Data from: Mek1 down regulates Rad51 activity during yeast meiosis by phosphorylation of Hed1

During meiosis, programmed double strand breaks (DSBs) are repaired preferentially between homologs to generate crossovers that promote proper chromosome segregation at Meiosis I. In many organisms, there are two strand exchange proteins, Rad51 and the meiosis-specific Dmc1, required for interhomolog (IH) bias. This bias requires the presence, but not the strand exchange activity of Rad51, while Dmc1 is responsible for the bulk of meiotic recombination. How these activities are regulated is less well established. In dmc1Δ mutants, Rad51 is actively inhibited, thereby resulting in prophase arrest due to unrepaired DSBs triggering the meiotic recombination checkpoint. This inhibition is dependent upon the meiosis-specific kinase Mek1 and occurs through two different mechanisms that prevent complex formation with the Rad51 accessory factor Rad54: (i) phosphorylation of Rad54 by Mek1 and (ii) binding of Rad51 by the meiosis-specific protein Hed1. An open question has been why inhibition of Mek1 affects Hed1 repression of Rad51. This work shows that Hed1 is a direct substrate of Mek1. Phosphorylation of Hed1 at threonine 40 helps suppress Rad51 activity in dmc1Δ mutants by promoting Hed1 protein stability. Rad51-mediated recombination occurring in the absence of Hed1 phosphorylation results in a significant increase in non-exchange chromosomes despite wild-type levels of crossovers, confirming previous results indicating a defect in crossover assurance. We propose that Rad51 function in meiosis is regulated in part by the coordinated phosphorylation of Rad54 and Hed1 by Mek1.

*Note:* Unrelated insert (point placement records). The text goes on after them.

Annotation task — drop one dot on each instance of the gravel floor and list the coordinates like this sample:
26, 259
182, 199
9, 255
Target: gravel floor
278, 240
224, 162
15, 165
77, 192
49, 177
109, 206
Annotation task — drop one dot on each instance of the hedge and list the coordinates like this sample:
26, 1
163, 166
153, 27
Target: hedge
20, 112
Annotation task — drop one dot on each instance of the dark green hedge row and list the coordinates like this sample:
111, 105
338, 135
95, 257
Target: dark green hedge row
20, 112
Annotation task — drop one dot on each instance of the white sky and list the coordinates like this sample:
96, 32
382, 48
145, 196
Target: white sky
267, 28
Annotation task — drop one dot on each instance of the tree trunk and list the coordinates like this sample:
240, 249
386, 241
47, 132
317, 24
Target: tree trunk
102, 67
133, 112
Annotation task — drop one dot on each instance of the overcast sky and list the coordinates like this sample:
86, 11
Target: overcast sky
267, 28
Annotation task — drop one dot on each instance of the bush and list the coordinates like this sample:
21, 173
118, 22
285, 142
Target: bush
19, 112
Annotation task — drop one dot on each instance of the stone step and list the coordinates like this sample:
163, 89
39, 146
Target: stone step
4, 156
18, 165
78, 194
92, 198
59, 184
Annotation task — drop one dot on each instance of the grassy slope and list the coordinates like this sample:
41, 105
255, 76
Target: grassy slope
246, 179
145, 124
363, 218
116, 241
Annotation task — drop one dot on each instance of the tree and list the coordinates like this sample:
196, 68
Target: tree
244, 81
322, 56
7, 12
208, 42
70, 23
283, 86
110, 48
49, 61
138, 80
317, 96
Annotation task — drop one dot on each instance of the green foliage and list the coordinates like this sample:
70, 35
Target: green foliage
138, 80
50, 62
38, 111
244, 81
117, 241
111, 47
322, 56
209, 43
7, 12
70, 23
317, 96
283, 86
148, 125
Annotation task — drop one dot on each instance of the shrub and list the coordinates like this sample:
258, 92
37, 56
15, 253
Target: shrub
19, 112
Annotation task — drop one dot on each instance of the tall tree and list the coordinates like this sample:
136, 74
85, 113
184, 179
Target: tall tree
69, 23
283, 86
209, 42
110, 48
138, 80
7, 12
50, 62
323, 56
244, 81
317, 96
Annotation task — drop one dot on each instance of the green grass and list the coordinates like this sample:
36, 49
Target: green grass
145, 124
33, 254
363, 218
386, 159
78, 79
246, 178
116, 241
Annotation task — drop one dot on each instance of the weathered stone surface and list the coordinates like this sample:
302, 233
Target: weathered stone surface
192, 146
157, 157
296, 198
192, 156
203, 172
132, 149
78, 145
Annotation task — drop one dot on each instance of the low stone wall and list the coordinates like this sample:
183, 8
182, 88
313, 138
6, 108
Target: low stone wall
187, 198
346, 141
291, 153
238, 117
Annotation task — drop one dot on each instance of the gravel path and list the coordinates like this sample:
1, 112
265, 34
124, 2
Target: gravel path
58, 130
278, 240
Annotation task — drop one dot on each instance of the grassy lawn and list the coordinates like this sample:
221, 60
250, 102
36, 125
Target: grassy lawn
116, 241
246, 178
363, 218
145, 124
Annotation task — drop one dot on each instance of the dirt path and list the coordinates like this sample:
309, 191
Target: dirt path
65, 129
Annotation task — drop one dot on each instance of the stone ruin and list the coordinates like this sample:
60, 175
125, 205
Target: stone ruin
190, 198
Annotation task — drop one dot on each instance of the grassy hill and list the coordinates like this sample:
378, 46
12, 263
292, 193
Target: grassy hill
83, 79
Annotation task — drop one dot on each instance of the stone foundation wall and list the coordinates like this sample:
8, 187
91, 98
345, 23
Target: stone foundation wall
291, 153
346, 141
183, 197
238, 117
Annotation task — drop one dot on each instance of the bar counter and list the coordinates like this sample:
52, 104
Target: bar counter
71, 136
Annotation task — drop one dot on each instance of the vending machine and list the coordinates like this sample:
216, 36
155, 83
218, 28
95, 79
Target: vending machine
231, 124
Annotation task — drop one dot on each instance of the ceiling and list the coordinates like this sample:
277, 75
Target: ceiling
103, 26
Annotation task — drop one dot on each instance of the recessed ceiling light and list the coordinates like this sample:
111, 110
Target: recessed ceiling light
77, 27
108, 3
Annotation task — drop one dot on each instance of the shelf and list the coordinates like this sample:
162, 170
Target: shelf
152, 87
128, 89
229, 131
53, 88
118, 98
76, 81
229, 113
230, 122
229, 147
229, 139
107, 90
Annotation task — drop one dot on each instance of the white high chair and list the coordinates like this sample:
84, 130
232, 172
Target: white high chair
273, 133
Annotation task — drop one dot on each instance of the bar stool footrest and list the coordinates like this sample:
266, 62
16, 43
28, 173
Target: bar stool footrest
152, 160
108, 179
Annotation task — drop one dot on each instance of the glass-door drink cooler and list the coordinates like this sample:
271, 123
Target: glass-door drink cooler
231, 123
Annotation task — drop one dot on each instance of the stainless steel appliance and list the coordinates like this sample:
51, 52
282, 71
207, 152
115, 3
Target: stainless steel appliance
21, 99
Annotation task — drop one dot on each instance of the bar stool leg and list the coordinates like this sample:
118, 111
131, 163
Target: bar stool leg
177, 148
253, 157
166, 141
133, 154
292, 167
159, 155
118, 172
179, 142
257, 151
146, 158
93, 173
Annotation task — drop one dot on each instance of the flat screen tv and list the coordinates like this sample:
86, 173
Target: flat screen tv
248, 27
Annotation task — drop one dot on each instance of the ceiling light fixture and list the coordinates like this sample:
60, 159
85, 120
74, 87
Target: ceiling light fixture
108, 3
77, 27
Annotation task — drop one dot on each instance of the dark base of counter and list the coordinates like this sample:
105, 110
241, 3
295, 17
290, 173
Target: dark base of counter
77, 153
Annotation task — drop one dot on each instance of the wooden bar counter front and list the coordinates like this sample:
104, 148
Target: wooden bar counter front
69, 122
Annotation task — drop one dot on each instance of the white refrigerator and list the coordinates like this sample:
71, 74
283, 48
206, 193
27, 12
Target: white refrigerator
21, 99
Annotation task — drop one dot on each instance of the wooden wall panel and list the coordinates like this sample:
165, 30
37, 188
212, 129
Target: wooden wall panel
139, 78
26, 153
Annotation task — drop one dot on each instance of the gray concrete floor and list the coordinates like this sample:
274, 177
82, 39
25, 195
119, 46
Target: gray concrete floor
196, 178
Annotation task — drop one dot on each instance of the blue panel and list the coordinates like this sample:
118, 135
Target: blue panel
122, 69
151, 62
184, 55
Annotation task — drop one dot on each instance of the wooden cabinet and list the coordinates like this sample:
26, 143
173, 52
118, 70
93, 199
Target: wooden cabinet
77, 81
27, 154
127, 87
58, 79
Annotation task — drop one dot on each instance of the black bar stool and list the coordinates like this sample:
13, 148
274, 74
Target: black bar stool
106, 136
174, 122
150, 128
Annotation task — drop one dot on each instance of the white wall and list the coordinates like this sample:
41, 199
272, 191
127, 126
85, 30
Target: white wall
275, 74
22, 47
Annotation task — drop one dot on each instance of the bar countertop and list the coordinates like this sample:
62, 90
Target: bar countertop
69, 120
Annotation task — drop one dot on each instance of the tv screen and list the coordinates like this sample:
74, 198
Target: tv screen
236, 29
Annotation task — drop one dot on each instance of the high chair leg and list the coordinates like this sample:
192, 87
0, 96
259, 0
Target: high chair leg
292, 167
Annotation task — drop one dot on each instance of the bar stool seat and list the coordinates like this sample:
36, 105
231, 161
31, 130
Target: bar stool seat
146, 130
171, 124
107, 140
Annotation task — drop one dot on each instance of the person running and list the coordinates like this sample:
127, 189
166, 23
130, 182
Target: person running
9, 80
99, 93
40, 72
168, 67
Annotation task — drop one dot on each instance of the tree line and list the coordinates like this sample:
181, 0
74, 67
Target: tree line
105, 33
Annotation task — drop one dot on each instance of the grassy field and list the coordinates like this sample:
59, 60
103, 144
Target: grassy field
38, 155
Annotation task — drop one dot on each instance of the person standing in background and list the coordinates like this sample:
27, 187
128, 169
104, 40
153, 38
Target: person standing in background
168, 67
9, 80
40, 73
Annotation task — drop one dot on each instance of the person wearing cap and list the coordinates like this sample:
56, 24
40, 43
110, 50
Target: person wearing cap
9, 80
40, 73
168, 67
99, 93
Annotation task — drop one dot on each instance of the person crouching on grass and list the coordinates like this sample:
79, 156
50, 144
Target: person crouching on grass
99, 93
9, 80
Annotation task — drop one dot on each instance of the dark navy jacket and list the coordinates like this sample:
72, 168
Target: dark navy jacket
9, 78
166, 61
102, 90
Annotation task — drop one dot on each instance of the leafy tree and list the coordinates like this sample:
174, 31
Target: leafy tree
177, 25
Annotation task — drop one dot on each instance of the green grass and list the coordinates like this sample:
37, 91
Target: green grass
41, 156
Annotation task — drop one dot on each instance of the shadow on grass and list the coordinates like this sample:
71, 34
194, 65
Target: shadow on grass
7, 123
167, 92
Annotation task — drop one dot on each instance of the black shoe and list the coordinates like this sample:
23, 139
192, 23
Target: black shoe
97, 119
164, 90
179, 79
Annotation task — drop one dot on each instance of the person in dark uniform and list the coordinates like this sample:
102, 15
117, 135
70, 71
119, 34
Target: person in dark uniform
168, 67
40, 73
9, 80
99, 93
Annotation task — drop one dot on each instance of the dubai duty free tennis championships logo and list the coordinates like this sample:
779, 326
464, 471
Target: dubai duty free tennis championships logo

在减数分裂过程中，程序性双链断裂（double strand breaks, DSBs）优先在同源染色体之间完成修复，以产生交叉互换，保障减数第一次分裂时染色体的正常分离。在多数生物体内，存在两种链交换蛋白：Rad51与减数分裂特异性蛋白Dmc1，二者均为同源染色体间重组偏向性（interhomolog, IH）所必需。该偏向性依赖于Rad51的存在，却无需其链交换活性；而Dmc1则负责绝大多数减数分裂重组事件。目前，这些蛋白活性的调控机制尚未被充分阐明。在dmc1Δ突变体中，Rad51会被主动抑制，未修复的DSBs会激活减数分裂重组检验点，最终导致细胞发生前期阻滞。这种抑制作用依赖于减数分裂特异性激酶Mek1，并通过两种不同的途径阻止Rad51与其辅助因子Rad54形成复合物：(i) Mek1对Rad54的磷酸化修饰；(ii) 减数分裂特异性蛋白Hed1与Rad51结合。长期以来，一个悬而未决的科学问题是，为何抑制Mek1的活性会影响Hed1对Rad51的抑制作用。本研究证实，Hed1是Mek1的直接底物。Hed1在苏氨酸40位点的磷酸化，可通过提升Hed1的蛋白质稳定性，在dmc1Δ突变体中抑制Rad51的活性。当缺失Hed1的磷酸化修饰时，Rad51介导的重组过程虽能维持野生型水平的交叉互换，却会导致非交换染色体数量显著增加，这一结果验证了此前关于交换保证存在缺陷的研究结论。我们提出，减数分裂中Rad51的功能，部分通过Mek1对Rad54与Hed1的协同磷酸化得以调控。